Containern ist kein Verbrechen!

 

Julian~commonswiki CC BY-SA 3.0
Julian~commonswiki CC BY-SA 3.0

Solidaritätskampagne mit zwei Angeklagten in Aachen

In Aachen werden demnächst zwei Menschen vor Gericht gestellt. Ihnen wird „schwerer Diebstahl“ vorgeworfen – weil sie Lebensmittel vor dem Müll gerettet haben sollen.

Von Christian Walter, Aachen

Dieser Prozess ist ein Angriff auf alle Menschen, die selber Containern oder nicht einverstanden sind damit, dass gutes Essen massenhaft vernichtet wird. Es gibt immer wieder Versuche, solche Menschen zu kriminalisieren. In Aachen wurde im Juni 2013 ein Prozess gegen zwei Containerer eingestellt – nach massiven Protesten.

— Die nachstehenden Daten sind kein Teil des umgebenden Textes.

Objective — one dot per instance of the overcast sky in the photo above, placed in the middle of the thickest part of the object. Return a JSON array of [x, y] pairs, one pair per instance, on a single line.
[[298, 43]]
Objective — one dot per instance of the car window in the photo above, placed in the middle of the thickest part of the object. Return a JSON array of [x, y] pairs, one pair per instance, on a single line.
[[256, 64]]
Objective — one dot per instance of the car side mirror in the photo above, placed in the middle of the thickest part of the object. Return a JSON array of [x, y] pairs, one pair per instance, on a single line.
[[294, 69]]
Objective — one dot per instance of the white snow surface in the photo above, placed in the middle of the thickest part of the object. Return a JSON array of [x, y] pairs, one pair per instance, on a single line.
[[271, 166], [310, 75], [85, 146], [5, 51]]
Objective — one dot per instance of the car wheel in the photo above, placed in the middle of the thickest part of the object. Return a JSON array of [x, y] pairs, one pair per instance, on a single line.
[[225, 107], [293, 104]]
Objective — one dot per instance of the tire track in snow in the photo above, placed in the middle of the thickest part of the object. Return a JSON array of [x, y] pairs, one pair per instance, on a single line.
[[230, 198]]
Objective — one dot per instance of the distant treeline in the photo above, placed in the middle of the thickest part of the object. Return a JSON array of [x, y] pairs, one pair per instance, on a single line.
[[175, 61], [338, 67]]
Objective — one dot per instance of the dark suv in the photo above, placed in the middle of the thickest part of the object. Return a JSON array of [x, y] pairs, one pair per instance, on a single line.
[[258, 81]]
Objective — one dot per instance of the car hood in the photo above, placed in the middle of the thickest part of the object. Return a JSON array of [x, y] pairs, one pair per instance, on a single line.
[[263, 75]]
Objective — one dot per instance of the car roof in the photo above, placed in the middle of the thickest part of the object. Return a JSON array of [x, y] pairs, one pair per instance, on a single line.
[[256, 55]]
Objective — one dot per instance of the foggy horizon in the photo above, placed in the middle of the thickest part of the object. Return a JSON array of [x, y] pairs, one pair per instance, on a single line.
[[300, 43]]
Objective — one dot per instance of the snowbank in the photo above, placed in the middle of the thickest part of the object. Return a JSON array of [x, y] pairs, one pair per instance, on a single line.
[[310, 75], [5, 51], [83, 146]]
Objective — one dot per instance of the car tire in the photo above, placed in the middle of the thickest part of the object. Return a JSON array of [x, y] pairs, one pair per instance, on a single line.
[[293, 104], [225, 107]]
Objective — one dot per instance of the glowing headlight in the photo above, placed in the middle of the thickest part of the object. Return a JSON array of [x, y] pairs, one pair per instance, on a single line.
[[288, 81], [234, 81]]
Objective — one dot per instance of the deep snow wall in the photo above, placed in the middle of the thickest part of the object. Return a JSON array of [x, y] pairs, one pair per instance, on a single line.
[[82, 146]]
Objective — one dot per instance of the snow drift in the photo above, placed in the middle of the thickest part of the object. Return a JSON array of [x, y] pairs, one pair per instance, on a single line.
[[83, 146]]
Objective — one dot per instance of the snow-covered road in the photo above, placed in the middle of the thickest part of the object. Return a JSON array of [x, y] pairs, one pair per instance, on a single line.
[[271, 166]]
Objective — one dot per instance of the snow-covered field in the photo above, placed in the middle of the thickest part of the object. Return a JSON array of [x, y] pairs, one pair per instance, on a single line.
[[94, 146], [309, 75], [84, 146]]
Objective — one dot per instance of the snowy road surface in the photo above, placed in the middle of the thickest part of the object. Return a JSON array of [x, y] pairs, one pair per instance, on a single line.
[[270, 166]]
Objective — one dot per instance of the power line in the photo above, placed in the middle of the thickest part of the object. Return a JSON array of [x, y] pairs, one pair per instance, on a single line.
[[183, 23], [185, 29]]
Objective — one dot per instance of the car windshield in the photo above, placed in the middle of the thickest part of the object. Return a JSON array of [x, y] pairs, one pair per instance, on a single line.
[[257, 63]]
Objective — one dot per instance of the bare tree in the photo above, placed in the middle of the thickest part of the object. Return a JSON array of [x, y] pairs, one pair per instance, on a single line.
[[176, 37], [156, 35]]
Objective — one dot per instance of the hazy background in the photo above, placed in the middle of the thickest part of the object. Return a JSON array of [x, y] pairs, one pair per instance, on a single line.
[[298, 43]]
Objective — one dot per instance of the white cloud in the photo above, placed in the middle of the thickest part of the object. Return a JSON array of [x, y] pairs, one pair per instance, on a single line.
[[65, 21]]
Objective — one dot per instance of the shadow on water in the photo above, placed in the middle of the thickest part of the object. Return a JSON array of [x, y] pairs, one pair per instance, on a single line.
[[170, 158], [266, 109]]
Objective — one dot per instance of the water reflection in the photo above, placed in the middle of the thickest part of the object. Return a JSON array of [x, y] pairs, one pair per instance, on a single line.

Volle Kassen statt volle Bäuche?

Im Kapitalismus sind Lebensmittel – wie alles andere – Waren. Sie werden nicht hergestellt, um Menschen satt zu machen, sondern nur um sie (profitabel) zu verkaufen. So werden bis zu fünfzig Prozent der Lebensmittel vernichtet – die allermeisten noch bevor sie jemals in einem Laden waren. Es gibt absurde Normen für die Farbe von Früchten, den Krümmungsgrad bei Gurken oder Bananen und für Dicke von Kartoffeln. Bei der Ernte wird massiv aussortiert, in Fabriken ebenso. Und nicht zuletzt führt die Konkurrenz der Supermärkte dazu, dass jeden Abend tonnenweise gute Lebensmittel weggeworfen werden. Übrigens nicht nur im „reichen Westen“ – auch in weniger industrialisierten Erdteilen gibt es volle Supermärkte. Aber kaufen kann auch dort nur, wer das nötige Geld hat. Die anderen müssen nicht selten Hunger leiden.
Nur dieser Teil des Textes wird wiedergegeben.